Indiana voucher supporters, opponents spar at Statehouse

View looking down on the floor of the Indiana House, with people sitting at desks, separated by empty seats
The Indiana legislature is considering opening vouchers to more middle-class parents. (Darron Cummings / AP)

A set of Statehouse proposals that would vastly expand public funding for private school education in Indiana inspired a marathon of impassioned testimony Wednesday, from both supporters and opponents of the controversial bills. 

The legislature is considering opening the state’s existing private school voucher program to thousands of families who currently make too much money to qualify and increasing the stipends for middle-class students. The proposals would also create education savings accounts, which would give stipends to parents of children with special needs for their schooling. 

The House Education Committee made several changes to the bill in bid to bring down the price tag to about $34 million in the first year, from the initial projection of over $100 million. A House Republican priority, the bill was approved by a vote of 8-4, and it will head to the Ways and Means Committee next. 

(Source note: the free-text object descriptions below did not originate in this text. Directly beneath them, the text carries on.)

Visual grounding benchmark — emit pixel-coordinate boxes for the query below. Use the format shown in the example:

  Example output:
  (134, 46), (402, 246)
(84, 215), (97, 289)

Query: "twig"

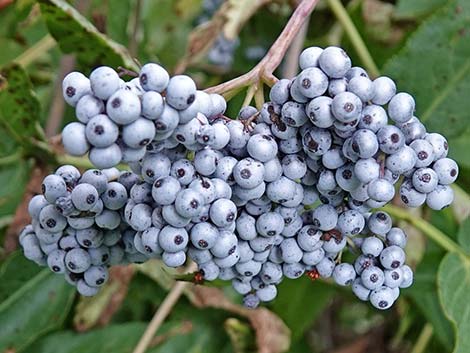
(129, 0), (142, 57)
(328, 0), (380, 77)
(282, 16), (310, 78)
(206, 0), (319, 95)
(13, 34), (56, 67)
(133, 262), (197, 353)
(45, 55), (75, 137)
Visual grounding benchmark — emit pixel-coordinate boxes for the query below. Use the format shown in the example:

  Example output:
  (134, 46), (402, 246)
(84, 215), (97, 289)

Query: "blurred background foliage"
(0, 0), (470, 353)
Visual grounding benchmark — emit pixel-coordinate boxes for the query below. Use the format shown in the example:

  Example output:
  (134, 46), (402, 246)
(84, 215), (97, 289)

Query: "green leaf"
(25, 318), (228, 353)
(39, 0), (138, 70)
(438, 253), (470, 353)
(0, 251), (41, 303)
(0, 63), (41, 145)
(0, 162), (30, 216)
(384, 0), (470, 138)
(106, 0), (135, 45)
(224, 318), (257, 353)
(394, 0), (447, 19)
(403, 242), (454, 350)
(271, 277), (335, 341)
(21, 322), (147, 353)
(0, 269), (75, 352)
(410, 288), (454, 350)
(457, 218), (470, 253)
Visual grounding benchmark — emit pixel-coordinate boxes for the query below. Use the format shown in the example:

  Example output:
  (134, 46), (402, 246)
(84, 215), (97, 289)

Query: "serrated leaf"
(394, 0), (447, 19)
(272, 277), (334, 341)
(438, 253), (470, 353)
(0, 63), (41, 145)
(457, 218), (470, 253)
(38, 0), (138, 70)
(384, 0), (470, 138)
(0, 269), (75, 352)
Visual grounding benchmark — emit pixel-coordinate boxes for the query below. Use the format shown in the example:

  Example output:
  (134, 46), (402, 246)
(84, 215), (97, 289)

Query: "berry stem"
(206, 0), (319, 96)
(384, 205), (469, 259)
(328, 0), (380, 77)
(133, 262), (197, 353)
(0, 149), (21, 166)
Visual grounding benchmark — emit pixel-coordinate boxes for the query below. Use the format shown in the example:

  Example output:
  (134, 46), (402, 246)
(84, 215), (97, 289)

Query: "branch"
(282, 13), (310, 79)
(328, 0), (380, 77)
(133, 262), (197, 353)
(206, 0), (319, 95)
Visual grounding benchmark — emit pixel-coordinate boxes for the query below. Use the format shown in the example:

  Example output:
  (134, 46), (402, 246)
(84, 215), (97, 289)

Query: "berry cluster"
(19, 165), (146, 296)
(20, 47), (458, 309)
(62, 63), (226, 168)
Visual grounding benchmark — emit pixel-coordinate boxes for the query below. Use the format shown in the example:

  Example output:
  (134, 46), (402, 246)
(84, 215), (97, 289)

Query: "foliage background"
(0, 0), (470, 353)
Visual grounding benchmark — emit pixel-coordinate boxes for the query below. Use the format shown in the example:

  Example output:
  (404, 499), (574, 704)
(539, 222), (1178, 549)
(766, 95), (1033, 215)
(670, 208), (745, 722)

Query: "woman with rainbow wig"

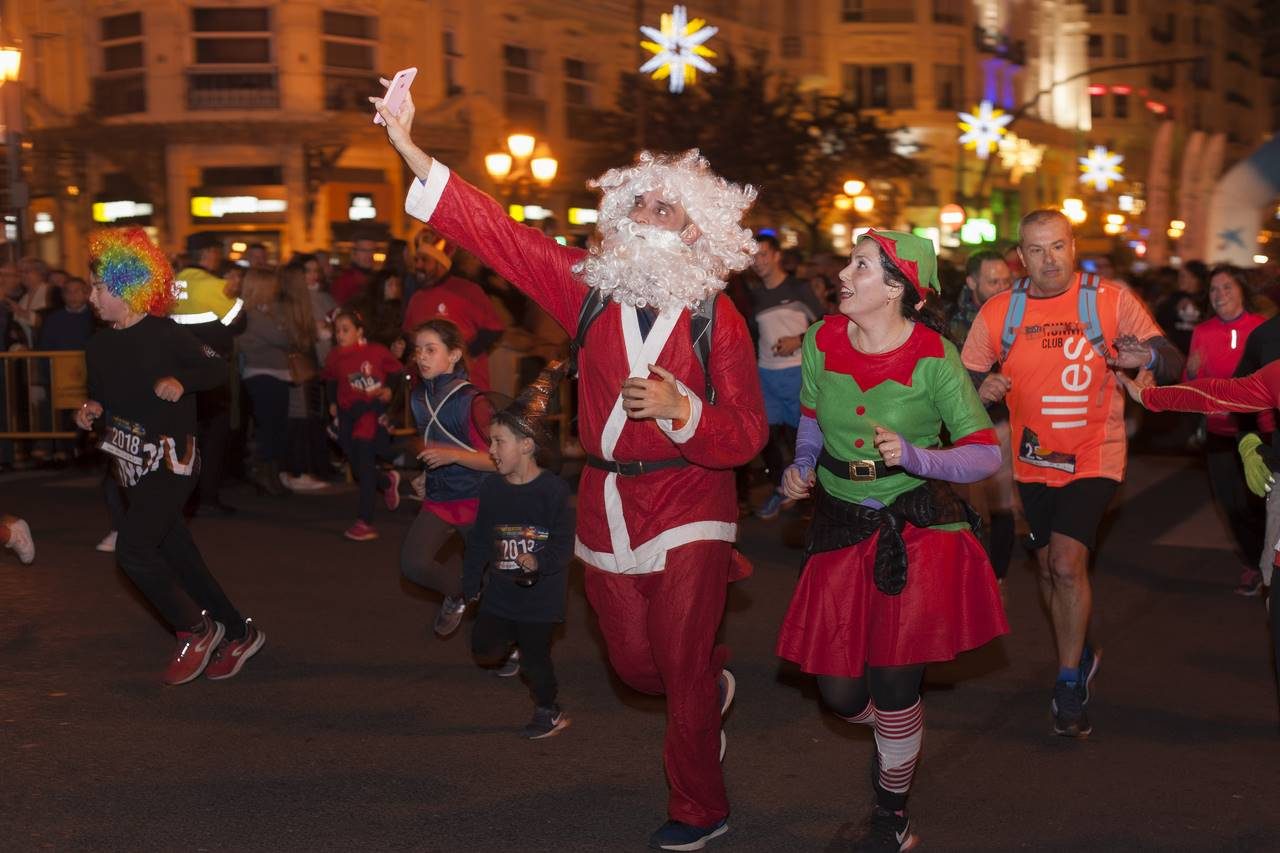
(76, 228), (266, 684)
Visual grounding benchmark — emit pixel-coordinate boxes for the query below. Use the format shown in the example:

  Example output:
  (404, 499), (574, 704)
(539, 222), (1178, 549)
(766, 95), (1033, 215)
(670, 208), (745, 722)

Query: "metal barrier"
(0, 350), (88, 439)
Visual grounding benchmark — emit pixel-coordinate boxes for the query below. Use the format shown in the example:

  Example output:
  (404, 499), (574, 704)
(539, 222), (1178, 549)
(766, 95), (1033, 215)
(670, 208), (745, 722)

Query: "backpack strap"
(689, 295), (716, 406)
(1000, 277), (1032, 364)
(1076, 273), (1111, 359)
(568, 287), (608, 378)
(568, 287), (716, 406)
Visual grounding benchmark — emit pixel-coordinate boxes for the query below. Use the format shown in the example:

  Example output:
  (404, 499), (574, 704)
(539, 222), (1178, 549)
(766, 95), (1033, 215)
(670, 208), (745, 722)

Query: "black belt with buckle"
(586, 456), (689, 476)
(818, 447), (906, 483)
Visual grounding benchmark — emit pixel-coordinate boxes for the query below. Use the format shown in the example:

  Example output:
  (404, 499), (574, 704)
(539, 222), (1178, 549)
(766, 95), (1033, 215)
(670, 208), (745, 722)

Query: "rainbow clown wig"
(88, 228), (177, 316)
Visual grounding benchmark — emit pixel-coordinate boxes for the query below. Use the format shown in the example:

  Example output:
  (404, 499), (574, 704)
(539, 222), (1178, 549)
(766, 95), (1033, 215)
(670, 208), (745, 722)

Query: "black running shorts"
(1018, 476), (1120, 551)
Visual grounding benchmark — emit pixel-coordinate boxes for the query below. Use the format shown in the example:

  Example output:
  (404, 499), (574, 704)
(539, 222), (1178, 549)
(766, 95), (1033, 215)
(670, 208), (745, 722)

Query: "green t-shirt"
(800, 316), (992, 505)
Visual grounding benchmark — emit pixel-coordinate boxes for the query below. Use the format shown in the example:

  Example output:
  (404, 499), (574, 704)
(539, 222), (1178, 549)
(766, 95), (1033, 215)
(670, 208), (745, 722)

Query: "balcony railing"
(187, 68), (280, 110)
(503, 95), (547, 133)
(93, 72), (147, 115)
(324, 74), (385, 113)
(564, 106), (608, 142)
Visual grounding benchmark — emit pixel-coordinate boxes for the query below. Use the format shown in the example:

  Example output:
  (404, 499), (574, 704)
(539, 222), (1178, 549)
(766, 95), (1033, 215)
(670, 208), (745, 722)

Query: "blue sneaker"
(649, 817), (728, 850)
(1080, 643), (1102, 706)
(1050, 681), (1093, 738)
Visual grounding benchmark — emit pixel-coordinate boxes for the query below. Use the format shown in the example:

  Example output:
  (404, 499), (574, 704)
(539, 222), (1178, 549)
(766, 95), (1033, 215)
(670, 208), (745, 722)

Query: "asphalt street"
(0, 456), (1280, 852)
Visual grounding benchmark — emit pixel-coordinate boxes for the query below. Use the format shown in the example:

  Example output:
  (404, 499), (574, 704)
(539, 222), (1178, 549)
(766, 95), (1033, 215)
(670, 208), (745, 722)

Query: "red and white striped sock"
(876, 699), (924, 794)
(836, 699), (876, 726)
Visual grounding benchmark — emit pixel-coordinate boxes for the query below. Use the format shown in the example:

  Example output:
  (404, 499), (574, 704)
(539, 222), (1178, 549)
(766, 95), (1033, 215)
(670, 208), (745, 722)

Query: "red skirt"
(777, 524), (1009, 678)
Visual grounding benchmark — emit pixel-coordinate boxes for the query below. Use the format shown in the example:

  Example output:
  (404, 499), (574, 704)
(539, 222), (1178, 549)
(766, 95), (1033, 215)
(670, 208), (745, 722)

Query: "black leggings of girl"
(818, 663), (924, 811)
(401, 510), (467, 596)
(115, 467), (244, 639)
(471, 610), (556, 708)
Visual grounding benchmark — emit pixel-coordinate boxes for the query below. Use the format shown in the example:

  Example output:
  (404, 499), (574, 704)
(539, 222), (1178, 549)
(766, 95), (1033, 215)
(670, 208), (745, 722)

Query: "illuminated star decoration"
(1000, 133), (1044, 183)
(959, 101), (1014, 160)
(640, 5), (719, 95)
(1078, 145), (1124, 192)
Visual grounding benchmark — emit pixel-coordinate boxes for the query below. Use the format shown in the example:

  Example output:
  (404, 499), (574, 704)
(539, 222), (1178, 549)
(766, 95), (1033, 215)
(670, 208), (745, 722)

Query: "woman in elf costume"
(777, 229), (1009, 850)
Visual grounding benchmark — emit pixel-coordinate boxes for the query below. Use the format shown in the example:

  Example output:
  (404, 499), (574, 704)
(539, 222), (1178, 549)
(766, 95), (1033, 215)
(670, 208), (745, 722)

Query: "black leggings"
(115, 467), (244, 639)
(818, 663), (924, 717)
(471, 610), (557, 708)
(1204, 433), (1265, 566)
(401, 510), (471, 596)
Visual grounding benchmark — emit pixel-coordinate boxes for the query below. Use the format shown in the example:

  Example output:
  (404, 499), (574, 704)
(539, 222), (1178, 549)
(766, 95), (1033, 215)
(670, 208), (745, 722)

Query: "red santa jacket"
(404, 161), (768, 574)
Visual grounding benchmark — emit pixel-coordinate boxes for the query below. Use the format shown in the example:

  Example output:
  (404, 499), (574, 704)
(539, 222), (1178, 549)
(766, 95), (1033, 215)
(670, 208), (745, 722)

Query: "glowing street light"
(484, 151), (512, 181)
(842, 178), (867, 199)
(0, 47), (22, 83)
(529, 156), (559, 183)
(507, 133), (538, 160)
(1062, 199), (1089, 225)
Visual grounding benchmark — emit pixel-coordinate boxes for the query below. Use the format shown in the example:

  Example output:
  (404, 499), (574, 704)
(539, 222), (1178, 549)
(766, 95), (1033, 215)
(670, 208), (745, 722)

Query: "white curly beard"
(573, 219), (724, 310)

The latest plan would delay the launch of education savings accounts until 2022. It also would reduce the potential funding for the accounts to 90% of what the state would have provided to a student’s public school, plus special education costs. And children of veterans with disabilities would no longer be eligible to participate. 

Lawmakers also made several changes to the education savings accounts program at the recommendation of special education advocates, including broadening the expenses the accounts could be used for and creating an advisory council charged with providing guidance. 

The Senate Education and Career Development committee is expected to make some changes before voting next week on two bills it considered. 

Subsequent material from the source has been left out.